An der Moskauer Universität für Volkswirtschaft berichtet Professor Jurij Petrow: „Studenten haben oft keinerlei Vorstellung, warum ein funktionierender Rechtsrahmen essenziell für Wachstum ist. Sie sehen den Staat als lästige Behörde – etwas, das man umgeht, statt mit ihm zu arbeiten.“
Die Konsequenz: Fehlende Investitionen, lähmende Bürokratie und Korruption bleiben allgegenwärtig. Internationale Firmen tun sich schwer, weil sie nicht darauf vertrauen, bei Streitigkeiten fair behandelt zu werden. Kleinunternehmer weichen deshalb ins Graubereich‑Geschäft aus – mit Schmiergeldern statt offenen Verträgen.

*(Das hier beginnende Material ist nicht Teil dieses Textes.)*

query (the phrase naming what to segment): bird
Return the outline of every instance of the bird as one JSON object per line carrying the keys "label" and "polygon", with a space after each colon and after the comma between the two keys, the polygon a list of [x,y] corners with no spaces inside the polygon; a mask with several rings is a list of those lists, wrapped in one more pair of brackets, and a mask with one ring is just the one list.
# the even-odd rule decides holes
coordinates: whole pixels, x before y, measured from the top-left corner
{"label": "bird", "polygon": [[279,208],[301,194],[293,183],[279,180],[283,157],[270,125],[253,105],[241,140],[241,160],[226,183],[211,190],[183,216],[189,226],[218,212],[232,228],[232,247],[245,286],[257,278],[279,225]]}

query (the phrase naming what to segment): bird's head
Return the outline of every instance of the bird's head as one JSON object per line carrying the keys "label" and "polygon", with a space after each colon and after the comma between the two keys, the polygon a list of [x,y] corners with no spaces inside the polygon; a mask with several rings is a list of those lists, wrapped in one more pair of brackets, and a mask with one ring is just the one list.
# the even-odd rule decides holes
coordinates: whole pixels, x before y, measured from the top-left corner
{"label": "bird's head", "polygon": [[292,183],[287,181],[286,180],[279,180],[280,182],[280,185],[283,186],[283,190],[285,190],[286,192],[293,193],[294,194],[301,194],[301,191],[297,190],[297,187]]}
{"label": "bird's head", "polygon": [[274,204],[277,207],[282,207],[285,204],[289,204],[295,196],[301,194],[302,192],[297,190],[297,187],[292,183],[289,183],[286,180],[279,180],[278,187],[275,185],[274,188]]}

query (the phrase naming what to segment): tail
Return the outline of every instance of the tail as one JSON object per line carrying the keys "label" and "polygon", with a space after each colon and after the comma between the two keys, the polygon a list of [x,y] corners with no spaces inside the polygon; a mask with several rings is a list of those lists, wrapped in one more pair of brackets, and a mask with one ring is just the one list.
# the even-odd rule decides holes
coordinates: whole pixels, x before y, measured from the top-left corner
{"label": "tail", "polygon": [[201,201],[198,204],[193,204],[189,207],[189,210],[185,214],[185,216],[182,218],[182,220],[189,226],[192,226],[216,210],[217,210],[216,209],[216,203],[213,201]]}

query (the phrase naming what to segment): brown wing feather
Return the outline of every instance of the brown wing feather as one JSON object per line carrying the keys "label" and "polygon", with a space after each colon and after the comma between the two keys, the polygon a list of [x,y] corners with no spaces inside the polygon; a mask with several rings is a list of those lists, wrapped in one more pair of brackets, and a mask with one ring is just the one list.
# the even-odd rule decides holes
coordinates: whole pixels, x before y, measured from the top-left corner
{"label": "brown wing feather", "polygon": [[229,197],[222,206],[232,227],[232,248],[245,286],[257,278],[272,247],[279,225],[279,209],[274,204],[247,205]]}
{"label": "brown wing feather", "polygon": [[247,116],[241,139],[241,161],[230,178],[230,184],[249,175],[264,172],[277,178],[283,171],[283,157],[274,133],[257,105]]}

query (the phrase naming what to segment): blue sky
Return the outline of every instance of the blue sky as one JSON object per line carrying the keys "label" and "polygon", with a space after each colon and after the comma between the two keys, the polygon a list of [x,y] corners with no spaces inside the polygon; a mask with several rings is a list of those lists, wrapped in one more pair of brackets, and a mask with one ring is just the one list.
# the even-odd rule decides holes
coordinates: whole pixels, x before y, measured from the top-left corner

Trotz aller Rückschläge bleibt der Blick nach Westen für viele Russen ambivalent: Der Traum von Wohlstand, Luxusautos und vollen Supermarktregalen besteht weiter. Doch die Lehre aus den Voucher‑Jahren ist unmissverständlich: Wer ökonomische Freiheit will, muss zuerst die Grundlagen – Rechtsstaat, Transparenz und Vertrauen – neu verhandeln. Ohne diese bleibt der russische Markt ein grauer Raum voller Chancen für wenige – und düstere Erinnerungen für die vielen.